L'aspect économique et commercial du métier demande aussi des compétences particulières. Comment l'aborderez-vous avec vos futurs étudiants?
Il faut qu'ils comprennent que c'est l'un des pires métiers. Nos honoraires sont très modestes par rapport à nos responsabilités. En cumulant tous nos projets, nous sommes aujourd'hui engagés à hauteur de plus d'un milliard de francs de coûts de construction. Et, si quelque chose va de travers en Chine où nous réalisons le futur stade olympique de Pékin, nous sommes directement concernés. C'est donc une problématique qu'il faut aborder avec les étudiants. Afin qu'ils foncent dans le mur en toute connaissance de cause.

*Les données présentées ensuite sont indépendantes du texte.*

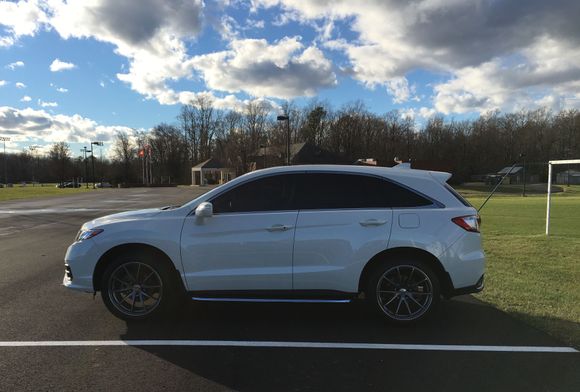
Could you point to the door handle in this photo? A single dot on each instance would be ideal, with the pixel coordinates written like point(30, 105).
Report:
point(372, 222)
point(279, 228)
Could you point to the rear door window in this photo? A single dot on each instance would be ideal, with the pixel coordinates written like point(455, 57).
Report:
point(347, 191)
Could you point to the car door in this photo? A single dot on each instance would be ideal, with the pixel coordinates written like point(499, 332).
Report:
point(343, 222)
point(247, 244)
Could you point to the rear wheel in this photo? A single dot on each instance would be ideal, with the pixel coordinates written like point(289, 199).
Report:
point(138, 287)
point(403, 291)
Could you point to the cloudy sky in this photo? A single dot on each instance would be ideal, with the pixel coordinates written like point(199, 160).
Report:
point(81, 69)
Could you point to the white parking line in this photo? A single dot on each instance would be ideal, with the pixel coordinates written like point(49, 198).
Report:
point(275, 344)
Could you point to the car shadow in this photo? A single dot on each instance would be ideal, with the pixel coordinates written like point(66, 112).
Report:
point(461, 321)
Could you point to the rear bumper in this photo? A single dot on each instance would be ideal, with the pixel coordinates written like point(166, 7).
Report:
point(476, 288)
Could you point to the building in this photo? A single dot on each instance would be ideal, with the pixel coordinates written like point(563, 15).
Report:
point(516, 176)
point(211, 172)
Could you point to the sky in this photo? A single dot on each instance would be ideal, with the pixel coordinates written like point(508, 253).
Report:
point(82, 70)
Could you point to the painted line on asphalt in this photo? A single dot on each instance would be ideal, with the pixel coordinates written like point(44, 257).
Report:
point(278, 344)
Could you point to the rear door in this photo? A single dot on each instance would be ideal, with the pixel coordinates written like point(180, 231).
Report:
point(247, 244)
point(344, 220)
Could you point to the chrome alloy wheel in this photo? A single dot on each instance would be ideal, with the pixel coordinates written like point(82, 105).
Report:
point(404, 292)
point(135, 289)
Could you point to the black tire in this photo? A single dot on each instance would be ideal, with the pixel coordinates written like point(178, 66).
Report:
point(138, 287)
point(403, 291)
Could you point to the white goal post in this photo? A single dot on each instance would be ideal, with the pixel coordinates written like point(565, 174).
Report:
point(550, 164)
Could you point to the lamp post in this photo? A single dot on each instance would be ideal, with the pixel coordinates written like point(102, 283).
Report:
point(33, 152)
point(5, 139)
point(524, 190)
point(84, 150)
point(263, 147)
point(93, 159)
point(287, 119)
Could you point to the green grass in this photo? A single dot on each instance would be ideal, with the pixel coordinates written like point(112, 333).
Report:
point(30, 192)
point(531, 276)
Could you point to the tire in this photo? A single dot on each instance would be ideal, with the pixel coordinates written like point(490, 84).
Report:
point(137, 287)
point(403, 291)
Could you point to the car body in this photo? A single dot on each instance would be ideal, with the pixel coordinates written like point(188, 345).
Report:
point(316, 233)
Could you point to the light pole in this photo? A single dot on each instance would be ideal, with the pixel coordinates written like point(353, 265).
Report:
point(5, 139)
point(287, 119)
point(263, 147)
point(84, 150)
point(33, 152)
point(524, 190)
point(93, 159)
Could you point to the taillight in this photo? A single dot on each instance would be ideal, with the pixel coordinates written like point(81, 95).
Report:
point(468, 222)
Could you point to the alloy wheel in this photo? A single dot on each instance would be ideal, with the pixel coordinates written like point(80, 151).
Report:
point(135, 289)
point(404, 292)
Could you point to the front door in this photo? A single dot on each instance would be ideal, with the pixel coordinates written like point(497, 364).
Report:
point(344, 220)
point(248, 243)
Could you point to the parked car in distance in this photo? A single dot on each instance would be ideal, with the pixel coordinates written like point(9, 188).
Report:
point(68, 185)
point(398, 237)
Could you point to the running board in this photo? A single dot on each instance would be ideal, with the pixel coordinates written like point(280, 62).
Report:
point(274, 300)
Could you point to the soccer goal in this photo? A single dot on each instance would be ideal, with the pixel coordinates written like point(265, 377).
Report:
point(550, 164)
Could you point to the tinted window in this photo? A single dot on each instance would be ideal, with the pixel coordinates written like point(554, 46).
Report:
point(331, 191)
point(273, 193)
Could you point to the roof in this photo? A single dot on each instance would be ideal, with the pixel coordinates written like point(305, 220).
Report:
point(211, 163)
point(295, 148)
point(507, 168)
point(380, 170)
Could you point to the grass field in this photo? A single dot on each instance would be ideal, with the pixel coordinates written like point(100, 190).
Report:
point(531, 276)
point(30, 192)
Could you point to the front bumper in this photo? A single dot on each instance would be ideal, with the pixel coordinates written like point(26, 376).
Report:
point(80, 261)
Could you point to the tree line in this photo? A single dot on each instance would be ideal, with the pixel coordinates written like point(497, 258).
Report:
point(466, 147)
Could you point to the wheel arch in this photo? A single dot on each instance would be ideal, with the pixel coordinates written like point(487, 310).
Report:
point(115, 251)
point(421, 254)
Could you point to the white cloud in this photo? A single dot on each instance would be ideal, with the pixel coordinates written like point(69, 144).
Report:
point(150, 33)
point(58, 65)
point(476, 43)
point(283, 69)
point(22, 18)
point(547, 74)
point(38, 125)
point(422, 113)
point(47, 104)
point(14, 65)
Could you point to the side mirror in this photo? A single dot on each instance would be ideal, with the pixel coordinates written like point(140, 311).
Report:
point(204, 210)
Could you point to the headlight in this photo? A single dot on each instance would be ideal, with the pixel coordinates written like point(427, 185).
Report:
point(86, 234)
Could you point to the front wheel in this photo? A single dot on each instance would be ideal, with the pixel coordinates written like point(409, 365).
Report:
point(137, 287)
point(403, 291)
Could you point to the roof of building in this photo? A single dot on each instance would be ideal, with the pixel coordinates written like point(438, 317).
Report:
point(211, 163)
point(507, 169)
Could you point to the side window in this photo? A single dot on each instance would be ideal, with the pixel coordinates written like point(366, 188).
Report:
point(273, 193)
point(334, 190)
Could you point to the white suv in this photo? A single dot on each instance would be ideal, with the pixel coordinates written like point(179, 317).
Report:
point(400, 238)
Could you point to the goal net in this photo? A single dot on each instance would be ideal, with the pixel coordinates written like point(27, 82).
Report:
point(549, 202)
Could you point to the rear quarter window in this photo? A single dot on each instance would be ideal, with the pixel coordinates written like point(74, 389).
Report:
point(457, 196)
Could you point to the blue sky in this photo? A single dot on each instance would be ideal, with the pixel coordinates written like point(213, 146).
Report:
point(79, 70)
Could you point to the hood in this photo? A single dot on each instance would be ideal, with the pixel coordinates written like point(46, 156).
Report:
point(123, 216)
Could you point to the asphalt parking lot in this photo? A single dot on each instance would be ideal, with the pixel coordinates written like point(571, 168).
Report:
point(238, 346)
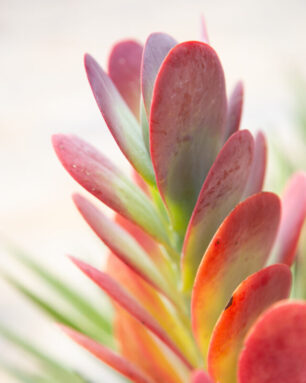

Les élèves souvent sont influencés par leur maître. Allez-vous former toute une génération de petits Harry Gugger?
Bien sûr que non. Mon but n'est pas de leur imposer ce que nous faisons. J'aimerais leur apporter une façon de penser l'architecture tout en les amenant à prendre des positions et à les défendre. Je ne reprocherai jamais à un étudiant de s'inspirer de Jean Nouvel. Mais je lui demanderai s'il en est conscient, s'il l'a étudié et s'il s'est forgé une opinion à son sujet. L'autre problème qui me frappe souvent, chez les étudiants, c'est leur manque de culture. Ils ne connaissent pas l'histoire, ne savent pas ce qui se passe aujourd'hui. Ils se voient comme des artistes qui doivent tout produire à partir de leur propre cerveau. Croire qu'aujourd'hui on peut créer du neuf est vraiment stupide! Un jour, un de mes étudiants avait réalisé une structure qui rappelait celle d'une maison de Le Corbusier. Je pensais qu'il l'avait prise comme référence. Mais, quand je lui ai demandé s'il le connaissait, il m'a répondu qu'il vivait au XVIIIe siècle. Un choc! Cela, je ne l'accepterai pas. |
Londres Laban Dance Center, 2003. Une superbe façade colorée.
Harry Gugger
1956 Naissance à Grezenbach (Soleure).
1990 Diplôme à l'EPFZ, après diverses formations (outilleur, charpentier, littérature allemande). Entre au bureau d'études Herzog & de Meuron.
1991 Devient partenaire de Herzog & de Meuron.
2003 RIBA Stirling Prize pour le Laban Dance Center de Londres.
2004 Prix Meret Oppenheim.
2005 Professeur ordinaire à l'EPFL où il dirigera dès le 1er mai le Laboratoire de la production d'architecture.
pékin Projet du stade pour les Jeux olympiques de 2008. Un nid d'oiseau géant.